The name is obviously a take off of Through The Looking-Glass, Lewis Carroll’s sequel to Alice’s Adventures in Wonderland, although the film doesn’t specifically reference Alice. Instead it effortlessly blends together aspects from various fairy tales- including Sleeping Beauty, Cinderella, Goldilocks and the Three Bears, Little Red Riding Hood, and The Snow Queen- to tell the story of Princess Ella’s quest for a job.
The film tackles various issues that women may have in the workplace, such as poor career guidance, sexual harassment and the gender-salary gap, culminating with Ella taking on the titular Glass Ceiling. Although the film (and, I’m assuming, the literature that accompanies it) were made in 1994, these issues are far from being historical curiosities. Indeed the short still seems incredibly relevant, perhaps aided by the timeless quality of familiar fairy stories.

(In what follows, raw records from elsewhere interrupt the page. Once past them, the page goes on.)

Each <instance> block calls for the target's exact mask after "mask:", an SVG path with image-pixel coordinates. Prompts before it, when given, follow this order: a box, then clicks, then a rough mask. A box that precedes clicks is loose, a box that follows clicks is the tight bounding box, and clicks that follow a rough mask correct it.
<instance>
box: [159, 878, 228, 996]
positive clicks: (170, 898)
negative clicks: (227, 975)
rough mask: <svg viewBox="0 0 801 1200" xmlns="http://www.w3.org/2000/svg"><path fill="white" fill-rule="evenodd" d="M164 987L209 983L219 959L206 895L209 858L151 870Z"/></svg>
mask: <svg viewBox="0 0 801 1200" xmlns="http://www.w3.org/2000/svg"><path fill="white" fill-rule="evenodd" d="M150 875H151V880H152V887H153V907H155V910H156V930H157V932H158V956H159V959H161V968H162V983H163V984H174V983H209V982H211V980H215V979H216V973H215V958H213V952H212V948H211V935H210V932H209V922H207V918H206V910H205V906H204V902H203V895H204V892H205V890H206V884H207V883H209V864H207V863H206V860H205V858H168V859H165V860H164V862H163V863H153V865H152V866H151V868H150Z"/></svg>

This mash-up and re-appropriation of traditional tropes is brilliantly done. I love it all, from Princess Ella throwing away her bloody painful glass slippers, to her singing “Some day my promotion will come” to herself. It’s the perfect antidote to every Disney-esque sanitised version of a fairy tale.
I’d recommend this film to everyone- I enjoyed it as a child, and just as much as an adult. The writing is slick and clever, the hand-drawn animation is sweet and soothing, and Alan Bennett’s narration is fantastic. You can order it from the Leeds Animation Workshop’s website, along with all their other films. At £40 (or £20 to those based in Leeds!) it might seem a little steep, but I do think it’s worth it. Plus it does come complete with discussion notes, which flesh out the issues touched on it the film, it’s as if Princess Ella’s Report on the Economics of the Glass Ceiling was published.
Personally I’m hoping on being able to treat myself to a copy of the sequel, No Offence, soon. Again it’s an animated fairy story narrated by Alan Bennett, but this one deals with harassment at work- looking at sexism, racism and homophobia. Although it is Chrismukkah soon- I think I may start hinting to absolutely everyone that it would make the perfect stocking filler for me!